American critics were quick to pigeon-hole Top of the Lake with Twin Peaks, but that was misleading. This series is firmly rooted in the reality of now, but how powerful to see the mountains and lakes of the Wakatipu used ominously, rather than the usual picture-postcard manner.

The wintry wilderness was cast as an all-seeing silent witness to the tiny intrusions of humanity, a keeper of ancient myths and secrets, and conjured the dread so artfully created across the Tasman in Walkabout and Picnic at Hanging Rock.

The refuge, a ring of shipping containers, was unmistakably shot at Moke Lake.

Other recognisable Wakatipu landmarks in the first two episodes included the Glenorchy township and hotel, the Glenorchy-Paradise Rd Bridge, the Glenorchy-Queenstown Rd, Marine Pde, lower Beach St, inside Avanti restaurant, the Post Office Precinct and the entrance to Queenstown Primary School, while Routeburn, Greenstone and Lake Sylvan were name-checked.

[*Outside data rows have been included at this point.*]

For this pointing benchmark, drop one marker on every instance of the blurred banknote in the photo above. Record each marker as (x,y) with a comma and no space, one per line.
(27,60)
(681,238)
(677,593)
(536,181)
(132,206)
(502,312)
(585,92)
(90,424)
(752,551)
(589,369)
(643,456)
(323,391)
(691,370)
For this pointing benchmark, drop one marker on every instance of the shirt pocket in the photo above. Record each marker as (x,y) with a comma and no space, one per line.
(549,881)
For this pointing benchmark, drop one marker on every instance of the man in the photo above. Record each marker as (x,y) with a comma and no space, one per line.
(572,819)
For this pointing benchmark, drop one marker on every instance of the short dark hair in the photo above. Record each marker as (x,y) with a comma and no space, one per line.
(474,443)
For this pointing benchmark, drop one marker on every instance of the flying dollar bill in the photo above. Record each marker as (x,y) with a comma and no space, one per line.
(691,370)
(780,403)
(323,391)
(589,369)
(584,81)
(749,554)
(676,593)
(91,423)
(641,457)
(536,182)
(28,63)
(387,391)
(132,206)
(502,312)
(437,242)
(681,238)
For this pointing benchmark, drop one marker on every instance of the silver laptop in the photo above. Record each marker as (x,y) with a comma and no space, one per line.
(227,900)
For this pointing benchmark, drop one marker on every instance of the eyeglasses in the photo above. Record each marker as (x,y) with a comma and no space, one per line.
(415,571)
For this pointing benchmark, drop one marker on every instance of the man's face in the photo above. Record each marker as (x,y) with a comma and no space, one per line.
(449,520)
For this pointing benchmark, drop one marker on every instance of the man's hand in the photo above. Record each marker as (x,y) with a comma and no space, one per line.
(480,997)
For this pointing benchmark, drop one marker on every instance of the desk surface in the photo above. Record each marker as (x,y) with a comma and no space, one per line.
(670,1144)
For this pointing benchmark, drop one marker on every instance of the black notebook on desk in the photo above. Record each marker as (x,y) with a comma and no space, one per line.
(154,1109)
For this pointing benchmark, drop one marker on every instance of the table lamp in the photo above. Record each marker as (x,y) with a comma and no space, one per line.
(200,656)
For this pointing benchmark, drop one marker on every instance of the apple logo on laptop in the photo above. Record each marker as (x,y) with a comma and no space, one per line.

There were flashes of earthy Antipodean humour laced throughout. Tip of the grubby baseball cap to Robyn Malcolm as ''Anita from Syracuse'', who became a disciple of G. J.'s to get over a rather unique relationship.

Top of the Lake earned rave reviews at its premieres at the Sundance and Berlin film festivals earlier this year. New Zealanders can watch it when it begins on UKTV on March 25.

The series is set to run on BBC 2 during the northern hemisphere summer and, if the success of Scandinavian crime dramas in the UK is an indication, austerity Britain will be in the mood for something as dark, gritty and compelling as this.